I sometimes feel like I'm sitting in my head, in a comfy chair, watching my life pass by, like I'm in some room with a great window watching over the life occuring below. It's interesting to see how easily...I can't find the word...changeable? I can be. I haven't talked to them for probably a month or so, and then one day they call, and I'm spending the rest of the day with them, staying the weekend with them, its like..."whoa? How'd I get here?" For some reason, I just couldn't say /no/. Not because I was like, should I or shouldn't I? I simply never considered the No, it was an automatic, Sure, why not? I enjoy helping her, I'm tutoring her in Math, and I like spending time, but it's so awkward. She's a year younger than me, which means she shouldn't be too different, right? I don't know. I can't say wrong, but it certainly isn't Right.
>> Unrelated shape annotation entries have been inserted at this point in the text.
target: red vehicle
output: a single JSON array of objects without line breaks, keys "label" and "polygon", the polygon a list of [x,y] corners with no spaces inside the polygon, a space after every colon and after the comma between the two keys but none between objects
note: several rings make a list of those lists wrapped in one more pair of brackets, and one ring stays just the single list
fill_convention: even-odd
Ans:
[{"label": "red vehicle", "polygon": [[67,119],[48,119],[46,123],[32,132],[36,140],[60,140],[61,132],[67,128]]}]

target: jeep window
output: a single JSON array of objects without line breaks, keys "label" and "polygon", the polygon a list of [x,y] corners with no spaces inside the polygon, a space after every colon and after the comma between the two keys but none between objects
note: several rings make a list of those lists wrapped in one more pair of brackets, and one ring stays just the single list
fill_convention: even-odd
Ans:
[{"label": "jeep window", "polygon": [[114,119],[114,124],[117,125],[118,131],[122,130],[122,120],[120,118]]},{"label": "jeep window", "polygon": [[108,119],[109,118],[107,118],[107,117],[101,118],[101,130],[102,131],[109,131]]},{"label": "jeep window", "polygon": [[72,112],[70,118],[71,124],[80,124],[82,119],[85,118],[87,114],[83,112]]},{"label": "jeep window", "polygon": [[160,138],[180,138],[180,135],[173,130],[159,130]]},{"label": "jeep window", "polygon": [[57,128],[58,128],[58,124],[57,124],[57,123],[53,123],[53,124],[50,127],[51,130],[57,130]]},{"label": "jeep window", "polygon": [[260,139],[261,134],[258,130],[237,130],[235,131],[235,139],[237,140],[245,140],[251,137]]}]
There are several things that you think of someone, and I...well, I just can't think of what is what, it's just too much to post here. I just know, and I'm sorry to say, but I'll be relieved when I've moved away for college, and not be in reaching distance. She's my friend, but it's just too awkward for me. When I'm there it's like, "I'm so glad you're over here, because when you're here, she just gets motivated." And I feel like there's some obligation to her....They always say I'm like family, but her and her mom, I love them very much, but I don't feel the same....Oh, we've known each other for 8, 9 who cares how many years, but people change, she changed, I changed. I don't know. If anything ever happens like what happened last time, I don't think it'll go past 10 years.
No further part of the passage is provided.